To be honest, it is not much of a London album. Only one song, At The Chime Of A City Clock, references the city and even that is less about the specific experience of living here than the specific experience of being monumentally depressed. As you might expect, this is a recurring theme. What you probably wouldn’t expect is the deeply incongruous music that accompanies these plaintive lyrics, I have a lot of sympathy for the original Melody Maker assessment that it is “an awkward mix of folk and cocktail jazz”. It is only on the John Cale arrangements – Fly and Northern Sky – that Bryter Layter rises above this.
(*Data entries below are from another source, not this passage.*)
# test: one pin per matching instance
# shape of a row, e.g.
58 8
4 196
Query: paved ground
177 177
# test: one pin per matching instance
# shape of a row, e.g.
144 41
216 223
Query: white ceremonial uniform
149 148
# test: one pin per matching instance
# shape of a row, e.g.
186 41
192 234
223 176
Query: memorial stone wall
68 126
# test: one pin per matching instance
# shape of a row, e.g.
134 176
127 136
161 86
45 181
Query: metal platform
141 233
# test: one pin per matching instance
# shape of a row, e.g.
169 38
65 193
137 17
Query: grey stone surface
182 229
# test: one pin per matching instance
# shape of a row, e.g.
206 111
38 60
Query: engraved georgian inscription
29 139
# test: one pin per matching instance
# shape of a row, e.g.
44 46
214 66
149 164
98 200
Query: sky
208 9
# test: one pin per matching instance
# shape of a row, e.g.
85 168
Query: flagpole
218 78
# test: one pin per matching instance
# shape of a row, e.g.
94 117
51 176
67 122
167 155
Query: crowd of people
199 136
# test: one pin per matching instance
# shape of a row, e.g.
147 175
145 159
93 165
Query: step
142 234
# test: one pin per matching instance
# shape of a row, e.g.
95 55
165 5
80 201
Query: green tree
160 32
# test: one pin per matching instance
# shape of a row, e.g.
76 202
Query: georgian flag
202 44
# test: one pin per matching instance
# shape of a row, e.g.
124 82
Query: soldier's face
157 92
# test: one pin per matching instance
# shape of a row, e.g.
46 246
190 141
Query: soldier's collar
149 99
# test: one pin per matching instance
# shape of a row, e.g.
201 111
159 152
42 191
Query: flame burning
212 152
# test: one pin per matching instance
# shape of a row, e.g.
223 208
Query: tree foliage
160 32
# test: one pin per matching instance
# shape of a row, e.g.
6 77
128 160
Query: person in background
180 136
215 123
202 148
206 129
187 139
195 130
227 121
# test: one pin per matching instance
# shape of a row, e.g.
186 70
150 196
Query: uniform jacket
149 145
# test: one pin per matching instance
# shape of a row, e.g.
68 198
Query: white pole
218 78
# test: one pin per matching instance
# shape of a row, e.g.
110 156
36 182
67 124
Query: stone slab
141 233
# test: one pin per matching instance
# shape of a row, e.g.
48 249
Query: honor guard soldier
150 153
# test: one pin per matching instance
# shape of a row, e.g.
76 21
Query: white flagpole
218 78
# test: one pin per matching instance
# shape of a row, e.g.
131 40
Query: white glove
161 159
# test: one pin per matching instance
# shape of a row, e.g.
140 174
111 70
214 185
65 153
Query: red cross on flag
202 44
In the end, I’d rather be listening to Richard Thompson (who plays guitar on Hazy Jane II). A founding member of Fairport, he one of the musicians who always reminds me of London – despite living in LA. He has also recently been announced as the director of this year’s Meltdown Festival. Excellent.
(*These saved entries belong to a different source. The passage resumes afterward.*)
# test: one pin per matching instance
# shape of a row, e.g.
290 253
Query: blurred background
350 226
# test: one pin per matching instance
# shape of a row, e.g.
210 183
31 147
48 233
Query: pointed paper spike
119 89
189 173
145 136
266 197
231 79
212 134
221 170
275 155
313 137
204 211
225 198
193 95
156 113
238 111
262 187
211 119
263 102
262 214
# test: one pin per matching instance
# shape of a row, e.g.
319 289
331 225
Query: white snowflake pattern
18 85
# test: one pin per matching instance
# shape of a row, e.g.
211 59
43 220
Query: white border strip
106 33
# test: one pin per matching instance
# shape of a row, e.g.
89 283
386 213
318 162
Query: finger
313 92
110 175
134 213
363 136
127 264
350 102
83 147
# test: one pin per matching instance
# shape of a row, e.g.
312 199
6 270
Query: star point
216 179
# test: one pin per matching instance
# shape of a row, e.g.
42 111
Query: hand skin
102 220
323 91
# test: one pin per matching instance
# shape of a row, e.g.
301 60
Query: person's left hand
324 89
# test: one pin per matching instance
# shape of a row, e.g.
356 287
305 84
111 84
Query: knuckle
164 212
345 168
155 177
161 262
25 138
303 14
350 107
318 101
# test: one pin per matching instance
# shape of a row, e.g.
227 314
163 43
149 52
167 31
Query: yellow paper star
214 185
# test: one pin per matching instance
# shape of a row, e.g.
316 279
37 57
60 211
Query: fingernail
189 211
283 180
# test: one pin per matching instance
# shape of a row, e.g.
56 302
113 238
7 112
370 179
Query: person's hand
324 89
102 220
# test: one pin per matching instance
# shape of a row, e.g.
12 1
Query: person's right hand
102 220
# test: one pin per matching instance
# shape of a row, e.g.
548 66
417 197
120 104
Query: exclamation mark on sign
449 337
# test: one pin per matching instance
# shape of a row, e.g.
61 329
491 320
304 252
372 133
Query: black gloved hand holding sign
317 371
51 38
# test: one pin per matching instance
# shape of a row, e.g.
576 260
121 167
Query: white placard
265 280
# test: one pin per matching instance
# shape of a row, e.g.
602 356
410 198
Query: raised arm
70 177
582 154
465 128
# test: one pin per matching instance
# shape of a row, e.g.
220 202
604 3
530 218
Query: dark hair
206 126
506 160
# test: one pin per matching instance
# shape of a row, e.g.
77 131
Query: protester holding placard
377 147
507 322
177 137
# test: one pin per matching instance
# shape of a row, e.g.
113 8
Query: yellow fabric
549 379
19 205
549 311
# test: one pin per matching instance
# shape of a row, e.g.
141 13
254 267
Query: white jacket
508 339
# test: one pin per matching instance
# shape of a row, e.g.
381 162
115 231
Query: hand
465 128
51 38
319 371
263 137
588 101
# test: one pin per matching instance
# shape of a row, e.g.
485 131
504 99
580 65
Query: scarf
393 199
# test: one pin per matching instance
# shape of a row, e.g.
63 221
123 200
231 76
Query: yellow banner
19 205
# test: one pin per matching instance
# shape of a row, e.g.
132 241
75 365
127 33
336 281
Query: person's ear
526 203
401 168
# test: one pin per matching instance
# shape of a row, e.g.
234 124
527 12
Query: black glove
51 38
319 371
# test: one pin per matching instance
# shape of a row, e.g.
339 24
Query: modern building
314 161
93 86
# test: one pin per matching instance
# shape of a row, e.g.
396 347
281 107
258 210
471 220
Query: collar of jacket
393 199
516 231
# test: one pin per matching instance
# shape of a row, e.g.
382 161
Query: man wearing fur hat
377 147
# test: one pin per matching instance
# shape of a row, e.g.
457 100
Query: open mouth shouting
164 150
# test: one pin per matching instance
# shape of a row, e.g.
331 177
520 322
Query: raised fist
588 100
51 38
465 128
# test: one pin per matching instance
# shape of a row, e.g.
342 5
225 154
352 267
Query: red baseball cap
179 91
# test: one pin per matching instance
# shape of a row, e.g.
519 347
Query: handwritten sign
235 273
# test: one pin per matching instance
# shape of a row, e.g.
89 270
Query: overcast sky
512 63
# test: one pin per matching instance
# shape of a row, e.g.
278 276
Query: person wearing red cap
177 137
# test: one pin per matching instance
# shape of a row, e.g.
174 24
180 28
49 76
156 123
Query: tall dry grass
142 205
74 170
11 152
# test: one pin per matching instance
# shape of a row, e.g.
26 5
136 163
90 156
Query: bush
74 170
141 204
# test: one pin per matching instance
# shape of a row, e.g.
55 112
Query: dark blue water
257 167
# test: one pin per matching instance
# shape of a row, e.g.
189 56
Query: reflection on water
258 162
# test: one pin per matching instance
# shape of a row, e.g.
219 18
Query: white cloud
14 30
Pink Moon‘s the one; plus ‘Black Eyed Dog’ from the ‘Time of No Reply’ posthumous collection. ‘Cocktail Jazz’ is too grievously correct as a description of a lot of early Drake; but that album is pure, and pretty much perfect.
Wouldn’s see him as a ‘London’ artist, though. Misery in the affluent countryside, rather.
Adam Roberts
18 March 2010 at 13:04
Urbanwise, at the time, I found Nick Drake as feeble as Ralph McTell or Al Stewart. But then I spent many an all-nighter at Les Cousins drooling over Roy Harper, only to discover 40 years later that he was as whiney & self-victimised as the rest of them. Was there ever a genuinely hard urban singer-songwriter in the UK ? Or were they, in themselves, a sort of urban myth ?
uzwi
18 March 2010 at 14:42
Yes, Pink Moon and the collection – that’s pretty much all the Nick Drake you need in my life.
Mike: I don’t know – Gerry Rafferty maybe? Was he hard?